Há quem veja o papel do cinema como um refúgio à realidade da vida. Para esses, a solução é injetar falsas fantasias e ilusões românticas ou produzir comédias que subestimam a inteligência dos espectadores. Em outros casos, mundos imaginários e personagens superpoderosos acabam sendo saídas menos arriscadas e a comparação com a realidade torna-se um componente menor.
O problema desse tipo de cinema é que ele produz uma falsa ideia da vida, produzindo um conteúdo ideal, uma norma a ser seguida para os que desejam a felicidade. As pessoas caem nesse embuste e quando comparam suas próprias vidas aos enredos transbordantes e arrebatadores, são atingidos por um óbvio mal-estar.
O cinema dos irmãos belgas, Jean Luc Dardenne e Pierre Dardenne, existe para mostrar que a vida não é um “arco-íris que nasce da manjedoura de um pônei de cor-de-rosa e termina com duendes dançando e cantando” (thanks, Porta dos Fundos). E isso é ainda mais verdadeiro quando a câmera na mão entra em cena para filmar uma Europa que não se adaptou à exclusão social pós-Welfare State, onde as pessoas precisam competir numa disputa desumana por dinheiro, emprego e convivem com transtornos sociais antes reconhecidamente reservados aos países subdesenvolvidos.
Em A Criança (L'Enfant, 2005), somos envolvidos na história através dos olhos de Bruno (Jérémier Renier), cuja namorada acaba dar luz a uma criança. Enquanto ela está totalmente envolvida com o filho, Bruno assume mecanicamente o papel de pai, executando o que deve se esperar da sua condição.
Tudo no filme gira em torno de dinheiro. Antes dos primeiros 10 minutos, o protagonista começa repartindo os valores de um roubo de 1.300 euros. Tudo é monetizado e está disponível para negociação. Um diskman, produto do roubo, é negociado. 20 euros. Um presente para a irmã de um dos dois moleques envolvidos nas ilegalidades para as quais se unem.
Em outra cena, a jovem mãe, Sonia (Déborah François), fala sobre um possível emprego de 1.000 euros por mês que fora oferecido a Bruno. “Não trabalho para cuzões”, responde ele, que, diferentemente da namorada, cujo filho alterou sua percepção sobre o mundo, continua o mesmo, o que produzirá graves repercussões na relação.
Quanto vale um filho recém-nascido? Bruno é tentado por uma proposta de 5.000 euros e, numa oportunidade em que está a sós com o bebê, faz uma transação como se tratasse de mais um objeto e não de uma criança. Essa desumanização é muito perceptível quando ele conta à namorada, que entra em estado de choque, seu mais novo negócio. “O que foi que eu te fiz? Pensei que poderíamos fazer outro”, é a melhor justificativa que ele encontra para se explicar.

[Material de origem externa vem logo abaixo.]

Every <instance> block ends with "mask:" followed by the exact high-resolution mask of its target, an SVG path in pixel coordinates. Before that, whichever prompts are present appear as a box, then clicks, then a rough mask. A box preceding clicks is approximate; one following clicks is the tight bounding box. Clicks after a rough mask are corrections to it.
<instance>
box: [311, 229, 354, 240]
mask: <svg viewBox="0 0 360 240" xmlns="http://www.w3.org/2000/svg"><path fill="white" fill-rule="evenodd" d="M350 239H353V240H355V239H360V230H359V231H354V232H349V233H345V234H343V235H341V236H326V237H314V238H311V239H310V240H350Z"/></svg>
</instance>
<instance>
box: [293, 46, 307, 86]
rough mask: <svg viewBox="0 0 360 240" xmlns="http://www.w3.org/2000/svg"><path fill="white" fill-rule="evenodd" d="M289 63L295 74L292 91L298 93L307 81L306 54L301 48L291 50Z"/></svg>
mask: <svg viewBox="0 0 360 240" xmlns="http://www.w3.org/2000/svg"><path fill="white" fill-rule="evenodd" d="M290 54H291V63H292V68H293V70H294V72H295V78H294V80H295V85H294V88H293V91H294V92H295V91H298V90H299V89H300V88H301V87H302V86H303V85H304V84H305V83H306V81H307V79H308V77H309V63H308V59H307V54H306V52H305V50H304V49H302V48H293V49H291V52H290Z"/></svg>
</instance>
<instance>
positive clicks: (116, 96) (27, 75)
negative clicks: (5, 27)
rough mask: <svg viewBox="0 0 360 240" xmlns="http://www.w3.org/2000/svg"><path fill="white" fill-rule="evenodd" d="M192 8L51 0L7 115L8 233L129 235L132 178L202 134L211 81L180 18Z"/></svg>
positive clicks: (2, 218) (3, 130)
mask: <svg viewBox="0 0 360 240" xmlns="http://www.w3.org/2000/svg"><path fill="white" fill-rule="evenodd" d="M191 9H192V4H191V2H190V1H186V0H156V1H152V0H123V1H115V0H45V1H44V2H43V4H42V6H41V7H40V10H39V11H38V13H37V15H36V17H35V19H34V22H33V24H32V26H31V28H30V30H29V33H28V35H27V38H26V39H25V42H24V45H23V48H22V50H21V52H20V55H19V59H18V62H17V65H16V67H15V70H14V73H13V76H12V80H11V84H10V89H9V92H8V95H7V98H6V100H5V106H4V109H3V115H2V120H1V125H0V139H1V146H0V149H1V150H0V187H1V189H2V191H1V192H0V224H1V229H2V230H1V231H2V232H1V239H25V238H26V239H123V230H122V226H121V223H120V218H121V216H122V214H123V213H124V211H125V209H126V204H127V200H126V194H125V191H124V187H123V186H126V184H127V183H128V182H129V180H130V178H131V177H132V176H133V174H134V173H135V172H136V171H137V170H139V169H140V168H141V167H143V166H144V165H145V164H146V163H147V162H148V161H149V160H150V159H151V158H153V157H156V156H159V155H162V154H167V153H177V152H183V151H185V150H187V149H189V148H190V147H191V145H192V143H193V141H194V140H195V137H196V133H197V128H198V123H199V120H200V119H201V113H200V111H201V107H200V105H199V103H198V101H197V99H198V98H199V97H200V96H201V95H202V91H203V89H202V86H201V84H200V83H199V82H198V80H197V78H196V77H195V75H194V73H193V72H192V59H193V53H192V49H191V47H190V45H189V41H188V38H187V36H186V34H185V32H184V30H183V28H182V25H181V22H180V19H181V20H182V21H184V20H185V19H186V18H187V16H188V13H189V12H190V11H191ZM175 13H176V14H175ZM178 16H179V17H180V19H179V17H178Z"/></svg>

A partir daí, o protagonista, cuja história já começa em condições muito adversas, desce rolando a ladeira da vida, provocando uma situação de angústia, através da qual o espectador começa a se comparar e questionar de que talvez a vida não seja tão ruim assim quanto pensa.
O cinema dos irmãos belgas é caracterizado por um realismo profundo, mediado por uma narrativa seca da realidade. Em A Criança, a fotografia cinzenta é manejada com destreza para reforçar a atmosfera de desamparo que percorre a obra. Diferentemente do que ocorre produções anteriores (Rosetta, 1999 e A Promessa, 1996), o enquadramento é mais aberto, mostrando um cenário de carros e prédios que contribuem para aprofundar o contraste sobre o protagonista. O resultado é sensacional.